In defense of ScreenUpdating = True

Most people who write a lot of Excel VBA code settle into a pattern of always including this line of code at the beginning of every macro of any significance.

Application.ScreenUpdating = False

This will cause Excel to stop painting the screen, which means that the Excel window will not repaint for a few seconds or minutes while the macro runs.

If you were to ask a VBA programmer why she or he does this, the response you would get would likely be along the lines of "it makes the macro run faster", or possibly "the screen jumps around too much if you let it paint". I don't think either of these reasons holds water, and to get to the real reason, you have to think back to what things were like in the early days of VBA.
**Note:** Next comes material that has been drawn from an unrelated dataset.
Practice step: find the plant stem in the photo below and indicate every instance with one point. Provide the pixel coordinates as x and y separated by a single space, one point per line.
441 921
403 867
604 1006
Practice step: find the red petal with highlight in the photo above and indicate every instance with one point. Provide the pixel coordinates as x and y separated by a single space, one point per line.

VBA has been around for a very, very long time. The first version of Excel to have something resembling modern VBA was Excel 5.0, in 1993. 20 years ago, computer hardware was very different than what it is now. Even with the best optimization, most computers could not play sophisticated games or video in a window larger than a postage stamp. Windows was different back then, too: the video code prioritized flexibility and abstraction at the expense of performance. Combine these two factors, and it's easy to see why ScreenUpdating = False came into vogue: in 1993, repainting the screen was indeed an enormous performance hit, even if your macro wasn't making changes that caused big repaints.

Today, on the other hand, is very different. And I think there are good reasons to let the screen repaint: your macro won't look like it has crashed, your users will be able to see the macro doing its work, and, as a programmer, watching progress of your code on the screen can be an invaluable tool for finding out if something is going wrong or if an improvement can be made.
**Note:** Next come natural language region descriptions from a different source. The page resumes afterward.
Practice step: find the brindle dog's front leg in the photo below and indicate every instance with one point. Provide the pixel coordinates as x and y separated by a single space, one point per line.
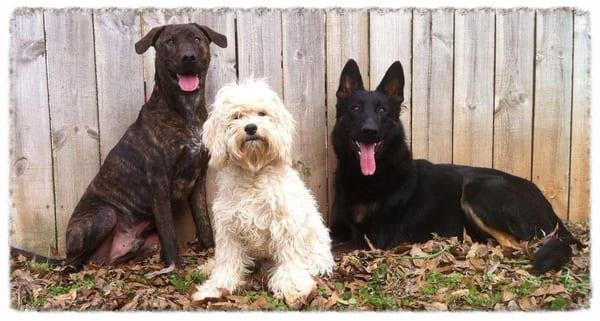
163 215
199 206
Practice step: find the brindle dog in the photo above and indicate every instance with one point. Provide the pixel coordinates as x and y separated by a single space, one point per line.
159 163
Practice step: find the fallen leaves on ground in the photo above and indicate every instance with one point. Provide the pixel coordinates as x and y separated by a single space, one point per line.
441 274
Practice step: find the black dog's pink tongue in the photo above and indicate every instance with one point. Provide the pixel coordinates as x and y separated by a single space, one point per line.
188 83
367 158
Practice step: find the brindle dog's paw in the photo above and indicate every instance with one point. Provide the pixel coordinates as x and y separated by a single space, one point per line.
205 292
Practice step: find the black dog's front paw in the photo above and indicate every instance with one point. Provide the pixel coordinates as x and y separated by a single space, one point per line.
170 258
205 241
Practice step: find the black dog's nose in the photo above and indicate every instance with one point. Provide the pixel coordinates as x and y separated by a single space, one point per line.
369 131
189 58
250 129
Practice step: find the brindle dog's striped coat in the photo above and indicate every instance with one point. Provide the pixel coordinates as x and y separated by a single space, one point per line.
159 163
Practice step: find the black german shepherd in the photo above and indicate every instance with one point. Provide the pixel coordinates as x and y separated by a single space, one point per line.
382 193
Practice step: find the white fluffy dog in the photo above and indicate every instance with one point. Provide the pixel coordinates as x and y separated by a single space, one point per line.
262 208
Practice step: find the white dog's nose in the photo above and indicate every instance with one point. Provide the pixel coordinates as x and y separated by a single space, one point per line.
250 129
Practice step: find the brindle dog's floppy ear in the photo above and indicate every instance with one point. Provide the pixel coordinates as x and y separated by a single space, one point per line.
219 39
392 84
350 80
148 40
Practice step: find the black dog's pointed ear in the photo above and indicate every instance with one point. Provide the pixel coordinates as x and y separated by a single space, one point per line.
148 40
219 39
350 80
392 84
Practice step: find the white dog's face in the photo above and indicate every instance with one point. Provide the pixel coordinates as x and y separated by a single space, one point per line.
249 127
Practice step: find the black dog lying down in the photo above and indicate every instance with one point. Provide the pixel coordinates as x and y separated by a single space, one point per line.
381 192
158 165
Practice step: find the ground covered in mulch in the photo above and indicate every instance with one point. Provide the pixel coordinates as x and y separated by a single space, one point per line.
442 274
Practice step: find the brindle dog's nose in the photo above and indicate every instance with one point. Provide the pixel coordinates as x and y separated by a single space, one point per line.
250 129
189 58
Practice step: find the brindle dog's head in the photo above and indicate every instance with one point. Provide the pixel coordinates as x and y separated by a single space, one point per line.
182 54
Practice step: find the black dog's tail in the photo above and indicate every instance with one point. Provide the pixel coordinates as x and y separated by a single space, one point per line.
555 252
15 252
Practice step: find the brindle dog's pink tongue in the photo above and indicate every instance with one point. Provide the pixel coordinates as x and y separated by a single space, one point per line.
367 158
188 83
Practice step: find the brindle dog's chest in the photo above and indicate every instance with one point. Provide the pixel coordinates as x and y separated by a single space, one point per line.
187 168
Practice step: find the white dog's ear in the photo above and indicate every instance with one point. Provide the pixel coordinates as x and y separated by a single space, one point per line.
287 128
214 142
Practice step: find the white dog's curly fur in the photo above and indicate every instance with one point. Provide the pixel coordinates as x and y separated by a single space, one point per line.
262 208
If you actually are hitting a performance bottleneck by leaving screen repaints on, 99% of the time, it's good indication that your macro is doing something inefficiently. Every action you take in Excel should affect as many cells as possible. You should avoid doing little changes "one at a time" and concentrate on making just a few big changes all at once.

For example, instead of setting the fill color of a column one cell at a time in a loop, get a Range object for all the cells that you need to change and set the fill color for the range, just once.
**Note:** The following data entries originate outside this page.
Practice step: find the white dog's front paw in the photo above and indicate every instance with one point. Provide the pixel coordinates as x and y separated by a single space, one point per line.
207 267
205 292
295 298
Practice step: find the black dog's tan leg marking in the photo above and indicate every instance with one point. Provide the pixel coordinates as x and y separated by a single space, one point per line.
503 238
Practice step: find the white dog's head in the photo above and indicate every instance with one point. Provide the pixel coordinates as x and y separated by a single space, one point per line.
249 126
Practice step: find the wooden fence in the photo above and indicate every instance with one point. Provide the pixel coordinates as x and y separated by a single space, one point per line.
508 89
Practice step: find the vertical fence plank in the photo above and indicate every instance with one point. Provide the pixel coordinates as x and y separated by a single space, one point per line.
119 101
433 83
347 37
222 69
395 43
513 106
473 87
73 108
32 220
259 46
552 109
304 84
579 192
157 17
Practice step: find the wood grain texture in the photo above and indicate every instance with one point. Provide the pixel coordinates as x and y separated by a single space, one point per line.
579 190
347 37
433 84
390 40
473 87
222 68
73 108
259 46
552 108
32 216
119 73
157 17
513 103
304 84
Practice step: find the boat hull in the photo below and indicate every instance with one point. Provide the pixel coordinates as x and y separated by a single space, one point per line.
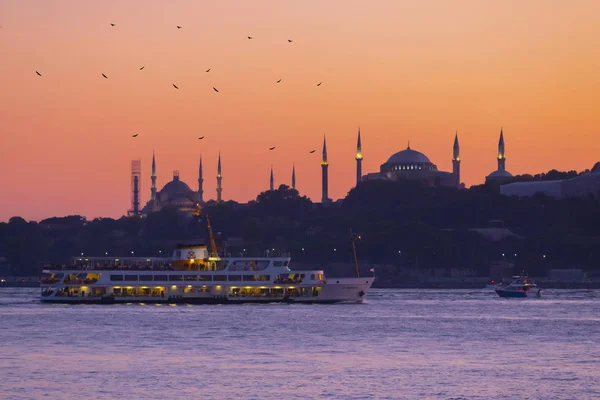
342 290
517 293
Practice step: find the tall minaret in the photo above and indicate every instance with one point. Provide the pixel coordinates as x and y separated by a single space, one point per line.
324 167
219 179
358 160
456 160
200 182
501 155
153 188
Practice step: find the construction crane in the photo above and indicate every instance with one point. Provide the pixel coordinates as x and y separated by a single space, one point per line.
213 246
354 238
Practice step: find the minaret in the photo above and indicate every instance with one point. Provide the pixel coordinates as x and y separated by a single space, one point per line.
456 160
219 179
324 167
501 155
358 160
200 182
153 188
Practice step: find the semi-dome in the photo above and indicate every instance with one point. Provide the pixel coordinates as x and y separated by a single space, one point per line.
500 174
408 156
176 188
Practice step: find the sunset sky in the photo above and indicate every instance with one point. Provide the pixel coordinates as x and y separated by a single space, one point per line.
402 70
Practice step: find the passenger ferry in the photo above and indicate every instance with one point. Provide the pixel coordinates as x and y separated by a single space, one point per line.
194 276
521 286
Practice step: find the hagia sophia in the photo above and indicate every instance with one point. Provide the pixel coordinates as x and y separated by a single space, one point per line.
407 164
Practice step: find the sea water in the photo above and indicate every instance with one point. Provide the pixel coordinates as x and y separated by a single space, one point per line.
400 344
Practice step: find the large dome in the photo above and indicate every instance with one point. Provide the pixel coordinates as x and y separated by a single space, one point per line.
176 188
409 156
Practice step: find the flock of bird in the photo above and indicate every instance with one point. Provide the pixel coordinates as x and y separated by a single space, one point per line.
208 70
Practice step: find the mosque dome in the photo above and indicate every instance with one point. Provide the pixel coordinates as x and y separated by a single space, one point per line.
408 161
176 189
408 156
499 174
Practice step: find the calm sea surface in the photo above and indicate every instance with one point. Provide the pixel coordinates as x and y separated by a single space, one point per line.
414 344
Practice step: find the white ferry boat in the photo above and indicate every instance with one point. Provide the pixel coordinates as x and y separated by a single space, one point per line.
194 276
521 286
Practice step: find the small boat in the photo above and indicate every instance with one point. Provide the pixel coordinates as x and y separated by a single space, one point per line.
521 286
492 286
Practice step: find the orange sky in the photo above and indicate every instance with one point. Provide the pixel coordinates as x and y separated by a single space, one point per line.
402 70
Or, instead of deleting one row at a time when the cell in a certain column matches a certain value, sort the table so that the rows to be deleted are all together, and delete them all at once. That will convert hundreds or even thousands of steps into just two. You will notice a huge speed boost, even if you compare the old macro with screen updating off to the new macro with it on.

In my opinion, the only reason to use ScreenUpdating = False is when you are manipulating a sheet with a lot of embedded shapes and charts and your macro is causing a distracting flicker. In every other situation, if you are running into a performance problem, take a careful look at your code and make sure that you're not doing something in a stupidly inefficient way.